Having a Beer with Smith Westerns on a Monday Afternoon

On their third album, ‘Soft Will,’ the local rockers debut a more grown-up sound.

Smith Westerns

Photo: Drew Reynolds

Left to right: Cameron Omori, Max Kakacek, and Cullen Omori


1. “Varsity” Lustrous riffs and reverbs swirl on the sanguine lead single off the band’s new LP.
2. “Glossed” Dip into the band’s psychedelic side on this cut, featuring a supremely sexy saxophone. 3. “Weekend” A serpentine guitar anchors this standout from the band’s 2011 album Dye It Blonde.

It’s two o’clock on a Monday afternoon and Cullen Omori, the 23-year-old frontman of the baby-faced garage-rock band Smith Westerns, cracks open a Budweiser. “Why not?” he says, laughing as he flips his mop top and squeezes himself on a couch between his brother, Cameron, 21, and bandmate Max Kakacek, 22.

The three emanate a palpable ease. It’s the calm before the storm: They release their third album, Soft Will, on June 25. After a 140-plus-show tour for 2011’s glam-rock-drenched Dye It Blonde, questions arise: Is this the album that makes them mainstream? And is that even what they want?

When the Northside College Prep friends barreled onto the scene in 2009, critics buzzed about their psychedelic sound. After touring relentlessly for a few years, they returned to Chicago to write Soft Will, which they finished last fall. The album features a new drummer, Julien Ehrlich, and inventive instrumentals on top of their already summery synths.

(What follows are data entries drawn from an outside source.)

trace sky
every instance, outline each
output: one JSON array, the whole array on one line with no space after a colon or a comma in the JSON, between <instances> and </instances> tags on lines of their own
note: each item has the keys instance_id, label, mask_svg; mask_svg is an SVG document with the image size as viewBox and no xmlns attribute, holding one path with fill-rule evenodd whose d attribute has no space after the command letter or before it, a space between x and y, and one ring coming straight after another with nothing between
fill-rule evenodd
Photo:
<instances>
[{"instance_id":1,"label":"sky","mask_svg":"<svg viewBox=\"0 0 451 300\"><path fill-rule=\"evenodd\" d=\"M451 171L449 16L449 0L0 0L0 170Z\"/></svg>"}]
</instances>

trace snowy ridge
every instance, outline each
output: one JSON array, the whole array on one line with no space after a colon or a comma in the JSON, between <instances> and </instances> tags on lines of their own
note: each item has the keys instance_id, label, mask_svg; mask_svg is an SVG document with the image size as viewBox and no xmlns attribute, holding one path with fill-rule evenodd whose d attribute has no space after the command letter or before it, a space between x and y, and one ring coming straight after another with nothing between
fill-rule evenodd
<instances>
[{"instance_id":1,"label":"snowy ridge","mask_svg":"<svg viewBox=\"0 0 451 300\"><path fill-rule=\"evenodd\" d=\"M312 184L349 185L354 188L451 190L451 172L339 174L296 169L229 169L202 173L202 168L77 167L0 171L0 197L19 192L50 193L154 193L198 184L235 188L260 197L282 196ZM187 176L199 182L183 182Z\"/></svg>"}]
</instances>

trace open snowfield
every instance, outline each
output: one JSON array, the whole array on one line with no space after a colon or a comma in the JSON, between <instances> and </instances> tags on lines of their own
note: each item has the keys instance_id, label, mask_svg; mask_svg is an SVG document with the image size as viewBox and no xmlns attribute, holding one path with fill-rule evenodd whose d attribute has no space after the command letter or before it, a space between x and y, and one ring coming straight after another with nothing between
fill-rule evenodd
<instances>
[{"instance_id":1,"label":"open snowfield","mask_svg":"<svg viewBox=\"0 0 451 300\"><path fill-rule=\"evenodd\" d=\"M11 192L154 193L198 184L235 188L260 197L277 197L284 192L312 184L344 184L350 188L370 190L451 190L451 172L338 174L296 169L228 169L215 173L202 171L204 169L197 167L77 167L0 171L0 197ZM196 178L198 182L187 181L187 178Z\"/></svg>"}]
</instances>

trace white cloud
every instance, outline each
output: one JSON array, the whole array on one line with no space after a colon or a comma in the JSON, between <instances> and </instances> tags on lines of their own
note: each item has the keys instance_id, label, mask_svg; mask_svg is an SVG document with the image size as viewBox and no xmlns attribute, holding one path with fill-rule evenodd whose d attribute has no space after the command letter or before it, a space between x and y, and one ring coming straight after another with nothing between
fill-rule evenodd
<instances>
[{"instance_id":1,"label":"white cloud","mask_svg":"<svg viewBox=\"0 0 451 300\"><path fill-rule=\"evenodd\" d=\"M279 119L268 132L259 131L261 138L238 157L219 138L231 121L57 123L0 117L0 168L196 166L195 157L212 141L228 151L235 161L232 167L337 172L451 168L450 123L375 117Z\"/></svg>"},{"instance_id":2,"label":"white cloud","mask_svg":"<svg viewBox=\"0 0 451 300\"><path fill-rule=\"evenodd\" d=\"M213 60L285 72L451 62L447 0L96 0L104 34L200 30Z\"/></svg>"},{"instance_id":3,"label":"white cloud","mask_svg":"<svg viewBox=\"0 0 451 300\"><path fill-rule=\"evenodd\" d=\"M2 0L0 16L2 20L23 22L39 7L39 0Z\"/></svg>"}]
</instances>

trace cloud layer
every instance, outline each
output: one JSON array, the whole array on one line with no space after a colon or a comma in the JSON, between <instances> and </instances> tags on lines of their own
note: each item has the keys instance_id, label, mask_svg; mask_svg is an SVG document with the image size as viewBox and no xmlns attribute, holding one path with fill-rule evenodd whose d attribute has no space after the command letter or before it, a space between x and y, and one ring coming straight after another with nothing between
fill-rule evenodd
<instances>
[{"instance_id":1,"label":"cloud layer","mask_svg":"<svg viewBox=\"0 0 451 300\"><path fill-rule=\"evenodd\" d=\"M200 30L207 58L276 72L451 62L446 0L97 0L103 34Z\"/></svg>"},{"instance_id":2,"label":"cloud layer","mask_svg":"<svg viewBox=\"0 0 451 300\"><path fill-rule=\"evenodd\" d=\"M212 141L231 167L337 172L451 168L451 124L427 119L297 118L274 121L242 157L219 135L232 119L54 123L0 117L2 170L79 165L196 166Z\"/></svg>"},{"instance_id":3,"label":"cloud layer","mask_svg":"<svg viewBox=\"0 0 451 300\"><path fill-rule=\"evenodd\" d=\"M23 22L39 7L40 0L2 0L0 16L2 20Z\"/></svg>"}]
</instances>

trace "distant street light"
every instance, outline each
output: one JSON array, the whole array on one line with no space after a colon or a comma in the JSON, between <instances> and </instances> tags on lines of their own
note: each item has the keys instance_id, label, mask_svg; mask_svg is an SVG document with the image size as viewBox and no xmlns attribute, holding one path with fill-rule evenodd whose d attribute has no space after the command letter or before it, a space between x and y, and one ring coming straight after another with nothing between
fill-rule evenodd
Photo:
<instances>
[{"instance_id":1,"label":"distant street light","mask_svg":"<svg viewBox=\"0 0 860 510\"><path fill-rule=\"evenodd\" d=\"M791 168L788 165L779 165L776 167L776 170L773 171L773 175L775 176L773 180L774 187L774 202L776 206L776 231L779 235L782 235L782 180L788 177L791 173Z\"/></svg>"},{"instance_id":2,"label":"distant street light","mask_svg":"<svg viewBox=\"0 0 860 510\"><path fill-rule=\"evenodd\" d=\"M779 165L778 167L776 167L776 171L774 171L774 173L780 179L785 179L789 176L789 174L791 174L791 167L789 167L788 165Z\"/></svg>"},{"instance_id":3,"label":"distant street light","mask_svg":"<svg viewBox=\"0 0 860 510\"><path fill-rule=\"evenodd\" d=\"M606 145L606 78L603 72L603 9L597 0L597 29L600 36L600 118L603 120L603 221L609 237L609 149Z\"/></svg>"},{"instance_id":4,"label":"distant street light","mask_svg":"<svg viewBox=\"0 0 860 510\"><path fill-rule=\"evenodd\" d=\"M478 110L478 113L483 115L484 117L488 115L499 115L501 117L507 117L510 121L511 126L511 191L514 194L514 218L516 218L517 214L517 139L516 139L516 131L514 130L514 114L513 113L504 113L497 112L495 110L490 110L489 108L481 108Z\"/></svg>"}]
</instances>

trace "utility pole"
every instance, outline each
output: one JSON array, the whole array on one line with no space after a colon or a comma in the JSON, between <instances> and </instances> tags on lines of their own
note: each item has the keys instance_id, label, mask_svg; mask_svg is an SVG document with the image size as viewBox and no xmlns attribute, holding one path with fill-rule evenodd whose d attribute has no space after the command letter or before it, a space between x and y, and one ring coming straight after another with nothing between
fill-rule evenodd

But with new songs come new expectations, and Chris Baronner, who booked the band’s sold-out gig at the Metro in 2012, says the group could play bigger stages: “I absolutely want to see them go to the Vic or the Riv[iera].” He suggests they book some fests first, “to let their album sink in.”

Heathcliff Berru, a Chicago native who co-manages the band Little Dragon, cautions that “it’s about playing the right shows”—namely, opening for bigger acts first.

For their part, the guys believe the new record shows off their musical maturation. “I don’t think anyone could have played anything they’re playing on this one on the first record,” Cameron says.

The band hopes to emulate Wilco, with each album progressing sonically from the last. “I’d rather not try to ride a trend,” Cullen says. “This is how our songs are supposed to sound.”